Mais la suite (heureusement très courte, je le répète) m'a fait regretter cette lecture.
Il faut dire que la maison d'édition Babel s'est lancée dans les années 90 dans la retraduction des oeuvres de Dostoïevski, qui jusque là paraissaient écrites par un romancier français du 19e siècle, tellement elles avaient été édulcorées. Ici, rien de tout cela : le traducteur s'est attaché à reproduire l'oralité, la « haine de l'élégance », « l'intonation qui crée l'atmosphère ».

En effet. Et c'est ce qui m'a perdue. Ce Polzounkov, monté sur une chaise, se lance dans une diatribe ridicule narrant un fait auquel il a pris part. Une espèce de farce mêlant chantage, trahison, argent, promesse de mariage rompue.

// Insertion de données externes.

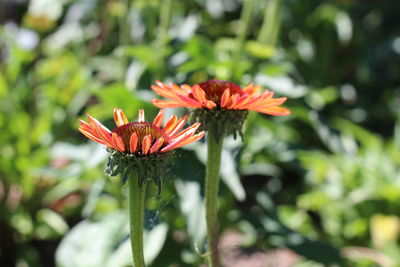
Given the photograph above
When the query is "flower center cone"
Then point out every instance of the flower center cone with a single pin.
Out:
(214, 89)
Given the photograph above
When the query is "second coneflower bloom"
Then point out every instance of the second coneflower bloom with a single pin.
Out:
(140, 146)
(220, 105)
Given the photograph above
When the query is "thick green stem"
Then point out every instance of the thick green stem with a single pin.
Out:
(211, 192)
(136, 216)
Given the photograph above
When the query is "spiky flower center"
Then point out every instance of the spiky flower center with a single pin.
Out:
(214, 89)
(141, 129)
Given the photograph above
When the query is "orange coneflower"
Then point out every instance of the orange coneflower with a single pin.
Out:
(219, 94)
(139, 145)
(218, 103)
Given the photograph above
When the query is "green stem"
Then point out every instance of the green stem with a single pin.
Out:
(244, 23)
(136, 213)
(272, 21)
(162, 35)
(211, 192)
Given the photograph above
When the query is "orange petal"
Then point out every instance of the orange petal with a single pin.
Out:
(210, 104)
(199, 93)
(191, 139)
(251, 89)
(177, 126)
(119, 117)
(275, 111)
(225, 97)
(242, 99)
(101, 131)
(234, 99)
(163, 91)
(141, 115)
(146, 143)
(133, 140)
(117, 142)
(91, 136)
(170, 124)
(189, 102)
(154, 148)
(167, 103)
(250, 100)
(180, 139)
(192, 129)
(158, 119)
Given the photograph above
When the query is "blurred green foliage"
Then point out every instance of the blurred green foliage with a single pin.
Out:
(323, 182)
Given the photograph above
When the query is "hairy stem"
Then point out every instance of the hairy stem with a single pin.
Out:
(136, 216)
(211, 192)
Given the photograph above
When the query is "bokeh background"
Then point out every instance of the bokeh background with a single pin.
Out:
(318, 188)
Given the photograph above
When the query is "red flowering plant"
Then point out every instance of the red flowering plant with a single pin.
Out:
(141, 152)
(221, 107)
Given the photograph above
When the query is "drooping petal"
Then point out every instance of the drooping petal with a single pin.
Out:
(170, 124)
(191, 139)
(146, 143)
(163, 91)
(156, 146)
(183, 136)
(158, 119)
(275, 111)
(199, 93)
(91, 135)
(192, 129)
(117, 142)
(225, 98)
(189, 102)
(210, 104)
(167, 103)
(173, 130)
(119, 117)
(133, 142)
(141, 115)
(101, 131)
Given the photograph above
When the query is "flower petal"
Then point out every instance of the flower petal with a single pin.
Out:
(158, 119)
(173, 130)
(91, 135)
(275, 111)
(167, 103)
(117, 142)
(199, 93)
(146, 143)
(156, 146)
(119, 117)
(170, 124)
(141, 116)
(133, 141)
(189, 102)
(225, 97)
(191, 139)
(210, 104)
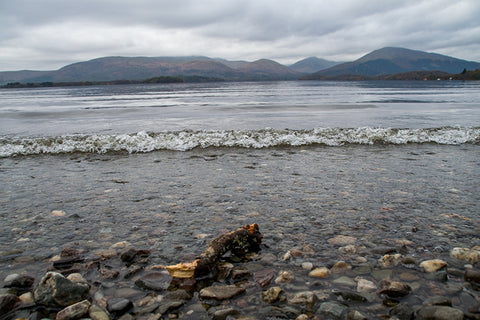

Je serais incapable de vous en dire plus parce que...je n'ai pas tout suivi ! Non, je suis restée à la traîne, perdue dans les élucubrations puissantes et grotesques de ce fantoche.

Littérature de l'oralité ? Oui ! Ici, oui ! Je verrais d'ailleurs ce Polzounkov parfaitement à l'aise sur une scène de théâtre. Et j'irais sans hésiter l'applaudir.
Mais la lecture a été pénible. J'en rougis encore.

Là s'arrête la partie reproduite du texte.